Sessions accused Kagan of violating Harvard's agreement with the Defense Department and failing to comply with the law.
"We were never out of compliance with the law," replied Kagan.
"I tried to make clear in everything I did how much I honored everybody who was associated with the military on the Harvard Law School campus. All that I was trying to do was to ensure that Harvard Law School could also comply with its anti discrimination policy; a policy that was meant to protect all the students of our campus, including the gay and lesbian students who might very much want to serve in the military; who might very much want to do that most honorable kind of a service that a person can do for her country."

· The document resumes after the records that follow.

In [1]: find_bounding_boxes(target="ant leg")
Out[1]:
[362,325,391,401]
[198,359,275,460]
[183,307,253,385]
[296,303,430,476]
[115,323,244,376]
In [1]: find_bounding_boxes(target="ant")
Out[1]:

A disgusted Session said he was "a little taken aback by the tone of your remarks, because it is unconnected to reality." Moments later, outside the hearing room, Sessions suggested to reporters that in his view, the nominee had not told the truth. "I feel like she was not rigorously accurate," he said.
A Light Moment
Inside the hearing room, senators continued to press Kagan about a wide variety of question. Did she favor cameras in the Supreme Court? Yes. Did her notes in the Clinton White House reflect her views? Answer: no, they were talking points for others. And then there were national security questions from Sen. Lindsey Graham (R-SC), culminating with one about where Kagan was on Christmas day, the day of the attempted airline bombing. Kagan started to give a serious legal answer about the rights of a suspect in a case like that one, but Graham interrupted to put the question again, asking Kagan simply where she was on Christmas Day.
The nominee produced a huge belly laugh at that point, responding: "You know, like all Jews, I was probably at a Chinese restaurant." The hearing room erupted in laughter.